Recently, we got access to a big server: IBM 9119-MHE with 8 CPUs * 8 cores * 8 threads. We decided to take advantage of this and investigate the read scalability of postgres (pgbench -S) at this server.
Dmitry Vasilyev is benchmarking IBM P8 server.
Performance of 9.4 stops growing after 100 clients, and 9.5 / 9.6 stop after 150 (at 4 NUMA nodes). Then we tried to identify bottlenecks using perf. We have seen the following picture in perf top:
32.10% postgres [.] s_lock 7.77% postgres [.] GetSnapshotData 2.64% postgres [.] AllocSetAlloc 1.40% postgres [.] hash_search_with_hash_value 1.37% postgres [.] base_yyparse 1.36% postgres [.] SearchCatCache 1.32% postgres [.] PinBuffer 1.23% postgres [.] LWLockAcquire 1.05% postgres [.] palloc 1.01% postgres [.] ReadBuffer_common 0.99% postgres [.] LWLockRelease 0.94% libc-2.17.so [.] __memset_power7
More than 32% of time was taken by s_lock. Random probes using gdb had shown us that PinBuffer and UnpinBuffer were responsible for high contention on s_lock. These functions are used to increment and decrement a reference counter and implemented using buf_hdr_lock. We haven't yet carefully verified all the logic of the buffer manager. However, it should be possible to completely get rid of buf_hdr_lock by using atomic operation everywhere.
For testing purposes, we made a simplistic patch to implement PinBuffer and UnpinBuffer using atomic operations instead of buf_hdr_lock. After that, the degradation of performance almost completely disappeared and it continued to scale up to 400 clients (4 NUMA nodes with 256 logical CPUs).
The results are given in the following graph. We compared 9.4.4, 9.5, 9.6 and the patched 9.6. A significant difference between 9.4 and 9.5 can be seen. This can be explained by introduction of atomics operations and their usage in LWlocks. We didn’t notice any significant difference between 9.5 and 9.6dev.
We also put there data from the famous testing results of Robert Haas’s 9.2 scalability report. It would be better to rerun those tests, but we have no suitable server right now, so it can’t be considered as a direct comparison. However, it can be noticed that in our test case we have similar TPS per client and while Power8 has the same number of physical cores, its threads allow PostgreSQL to scale up.
With patched version we got following perf top picture.
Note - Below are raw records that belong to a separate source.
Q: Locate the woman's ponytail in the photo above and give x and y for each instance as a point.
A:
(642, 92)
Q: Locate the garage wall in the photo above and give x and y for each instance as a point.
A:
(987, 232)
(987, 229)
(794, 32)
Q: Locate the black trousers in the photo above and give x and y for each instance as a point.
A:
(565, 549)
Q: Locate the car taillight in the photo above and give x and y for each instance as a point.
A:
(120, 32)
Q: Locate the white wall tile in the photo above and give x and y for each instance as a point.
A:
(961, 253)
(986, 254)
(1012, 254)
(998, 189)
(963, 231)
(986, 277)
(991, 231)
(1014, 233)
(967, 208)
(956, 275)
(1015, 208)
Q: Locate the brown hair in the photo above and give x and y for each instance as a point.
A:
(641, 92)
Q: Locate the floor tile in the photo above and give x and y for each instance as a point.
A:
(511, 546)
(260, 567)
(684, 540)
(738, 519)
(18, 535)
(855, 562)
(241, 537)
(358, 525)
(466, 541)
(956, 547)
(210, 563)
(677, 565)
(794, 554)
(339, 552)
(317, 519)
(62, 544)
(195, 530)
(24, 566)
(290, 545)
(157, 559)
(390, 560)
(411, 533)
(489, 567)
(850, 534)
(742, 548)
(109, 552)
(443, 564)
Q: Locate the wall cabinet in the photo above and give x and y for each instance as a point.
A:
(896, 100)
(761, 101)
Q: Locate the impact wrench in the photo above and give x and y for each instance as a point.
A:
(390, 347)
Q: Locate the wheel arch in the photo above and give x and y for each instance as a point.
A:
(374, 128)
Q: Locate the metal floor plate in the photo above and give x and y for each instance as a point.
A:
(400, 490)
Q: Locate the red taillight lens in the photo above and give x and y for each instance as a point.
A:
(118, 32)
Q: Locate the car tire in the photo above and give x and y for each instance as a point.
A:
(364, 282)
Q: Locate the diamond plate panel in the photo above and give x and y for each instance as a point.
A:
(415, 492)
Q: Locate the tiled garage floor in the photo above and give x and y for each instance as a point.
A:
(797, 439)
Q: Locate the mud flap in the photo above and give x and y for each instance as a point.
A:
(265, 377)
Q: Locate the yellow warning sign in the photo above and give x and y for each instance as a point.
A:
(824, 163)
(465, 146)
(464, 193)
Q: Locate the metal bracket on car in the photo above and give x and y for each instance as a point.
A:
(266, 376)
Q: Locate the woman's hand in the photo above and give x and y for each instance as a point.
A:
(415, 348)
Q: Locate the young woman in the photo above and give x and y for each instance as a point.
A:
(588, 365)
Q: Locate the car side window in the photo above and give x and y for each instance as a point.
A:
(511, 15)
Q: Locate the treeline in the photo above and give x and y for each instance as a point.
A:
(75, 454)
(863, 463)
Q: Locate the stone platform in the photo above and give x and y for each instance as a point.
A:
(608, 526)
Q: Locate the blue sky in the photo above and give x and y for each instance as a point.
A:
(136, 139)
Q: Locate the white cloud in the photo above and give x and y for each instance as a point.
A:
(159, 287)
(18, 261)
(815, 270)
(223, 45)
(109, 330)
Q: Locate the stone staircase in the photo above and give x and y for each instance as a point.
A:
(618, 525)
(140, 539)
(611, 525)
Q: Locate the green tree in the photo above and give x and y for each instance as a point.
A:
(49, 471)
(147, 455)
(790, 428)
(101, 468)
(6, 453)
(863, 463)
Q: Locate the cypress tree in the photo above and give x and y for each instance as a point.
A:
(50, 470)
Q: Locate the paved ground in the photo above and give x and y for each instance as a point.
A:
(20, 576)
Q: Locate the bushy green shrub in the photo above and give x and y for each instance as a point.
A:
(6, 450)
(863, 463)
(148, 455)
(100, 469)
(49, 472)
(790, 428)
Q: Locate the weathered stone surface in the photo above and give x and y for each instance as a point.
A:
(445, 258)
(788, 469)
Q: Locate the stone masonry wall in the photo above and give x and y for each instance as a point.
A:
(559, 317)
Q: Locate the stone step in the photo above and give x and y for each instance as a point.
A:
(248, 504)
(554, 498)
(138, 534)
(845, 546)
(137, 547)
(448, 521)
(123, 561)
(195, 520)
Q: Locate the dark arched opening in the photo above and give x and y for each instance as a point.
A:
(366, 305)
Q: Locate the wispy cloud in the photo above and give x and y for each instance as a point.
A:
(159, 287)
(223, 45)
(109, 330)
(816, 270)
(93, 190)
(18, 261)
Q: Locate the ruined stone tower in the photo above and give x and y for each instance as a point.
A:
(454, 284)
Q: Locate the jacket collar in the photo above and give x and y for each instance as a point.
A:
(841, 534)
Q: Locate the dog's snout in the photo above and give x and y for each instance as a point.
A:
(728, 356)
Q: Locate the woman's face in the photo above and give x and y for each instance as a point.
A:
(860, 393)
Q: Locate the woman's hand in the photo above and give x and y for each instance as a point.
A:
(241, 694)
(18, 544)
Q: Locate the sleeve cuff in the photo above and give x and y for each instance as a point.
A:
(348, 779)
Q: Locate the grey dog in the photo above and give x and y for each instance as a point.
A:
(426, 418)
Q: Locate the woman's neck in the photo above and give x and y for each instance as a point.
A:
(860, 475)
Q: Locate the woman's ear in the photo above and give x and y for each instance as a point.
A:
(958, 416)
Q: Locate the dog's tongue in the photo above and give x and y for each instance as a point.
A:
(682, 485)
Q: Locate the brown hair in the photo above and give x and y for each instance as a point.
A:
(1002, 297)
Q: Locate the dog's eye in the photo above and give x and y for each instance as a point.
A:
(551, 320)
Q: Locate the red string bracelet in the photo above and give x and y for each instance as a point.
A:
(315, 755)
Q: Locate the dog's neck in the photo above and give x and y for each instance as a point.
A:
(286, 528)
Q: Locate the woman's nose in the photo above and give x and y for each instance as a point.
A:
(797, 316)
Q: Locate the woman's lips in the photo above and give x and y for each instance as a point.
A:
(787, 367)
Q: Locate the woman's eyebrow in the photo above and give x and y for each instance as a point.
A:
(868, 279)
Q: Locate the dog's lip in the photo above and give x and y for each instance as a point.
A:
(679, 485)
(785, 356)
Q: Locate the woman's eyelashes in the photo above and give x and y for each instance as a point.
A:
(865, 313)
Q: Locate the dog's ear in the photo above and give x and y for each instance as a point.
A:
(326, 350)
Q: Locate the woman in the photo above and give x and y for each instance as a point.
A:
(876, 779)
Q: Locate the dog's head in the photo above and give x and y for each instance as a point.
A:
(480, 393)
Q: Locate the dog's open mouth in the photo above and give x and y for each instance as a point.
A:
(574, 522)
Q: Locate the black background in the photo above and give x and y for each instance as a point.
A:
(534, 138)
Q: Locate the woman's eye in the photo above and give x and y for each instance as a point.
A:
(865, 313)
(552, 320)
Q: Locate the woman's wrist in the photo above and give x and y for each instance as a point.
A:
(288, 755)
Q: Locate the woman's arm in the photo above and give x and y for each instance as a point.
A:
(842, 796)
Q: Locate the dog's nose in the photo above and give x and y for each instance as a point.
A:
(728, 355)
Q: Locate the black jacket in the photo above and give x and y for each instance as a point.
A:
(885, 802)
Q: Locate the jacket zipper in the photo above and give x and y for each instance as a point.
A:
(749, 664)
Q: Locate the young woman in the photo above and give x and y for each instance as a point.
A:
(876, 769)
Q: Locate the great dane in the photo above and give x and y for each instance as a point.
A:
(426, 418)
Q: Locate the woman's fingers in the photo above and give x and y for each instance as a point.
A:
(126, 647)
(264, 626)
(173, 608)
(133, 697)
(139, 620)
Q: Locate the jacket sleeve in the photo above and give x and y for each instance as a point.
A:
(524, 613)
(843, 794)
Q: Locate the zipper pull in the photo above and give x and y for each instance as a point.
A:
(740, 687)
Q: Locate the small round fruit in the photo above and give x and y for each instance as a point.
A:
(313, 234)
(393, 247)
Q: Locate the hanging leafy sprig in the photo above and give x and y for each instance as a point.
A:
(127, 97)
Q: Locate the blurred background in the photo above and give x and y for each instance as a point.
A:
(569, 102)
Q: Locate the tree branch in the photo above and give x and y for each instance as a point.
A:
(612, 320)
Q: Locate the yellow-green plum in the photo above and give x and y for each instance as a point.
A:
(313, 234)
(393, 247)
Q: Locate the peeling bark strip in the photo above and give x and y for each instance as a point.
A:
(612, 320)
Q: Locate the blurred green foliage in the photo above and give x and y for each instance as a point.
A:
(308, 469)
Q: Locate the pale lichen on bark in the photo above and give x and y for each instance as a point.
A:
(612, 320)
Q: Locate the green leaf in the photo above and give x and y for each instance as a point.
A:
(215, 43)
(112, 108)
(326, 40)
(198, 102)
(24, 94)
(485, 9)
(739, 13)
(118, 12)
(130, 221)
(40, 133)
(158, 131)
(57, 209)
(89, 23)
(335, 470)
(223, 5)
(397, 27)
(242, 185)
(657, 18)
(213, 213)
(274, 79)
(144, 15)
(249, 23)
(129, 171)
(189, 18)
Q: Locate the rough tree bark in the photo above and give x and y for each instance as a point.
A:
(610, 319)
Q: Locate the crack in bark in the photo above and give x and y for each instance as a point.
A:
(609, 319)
The slowest function now is GetSnapshotData, which is frequently mentioned in scalability issues.
13.75% postgres [.] GetSnapshotData 4.88% postgres [.] AllocSetAlloc 2.47% postgres [.] LWLockAcquire 2.11% postgres [.] hash_search_with_hash_value 2.02% postgres [.] SearchCatCache 2.00% postgres [.] palloc 1.81% postgres [.] base_yyparse 1.69% libc-2.17.so [.] __memset_power7 1.63% postgres [.] LWLockRelease 1.56% libc-2.17.so [.] __memcpy_power7 1.33% postgres [.] _bt_compare 0.99% postgres [.] core_yylex 0.99% postgres [.] expression_tree_walker
We are working on further investigations of performance on P8 and developing the complete patch to replace buf_hdr_lock by atomic operations. We would appreciate any help with testing our patch on other platforms, i.e., multicore x86.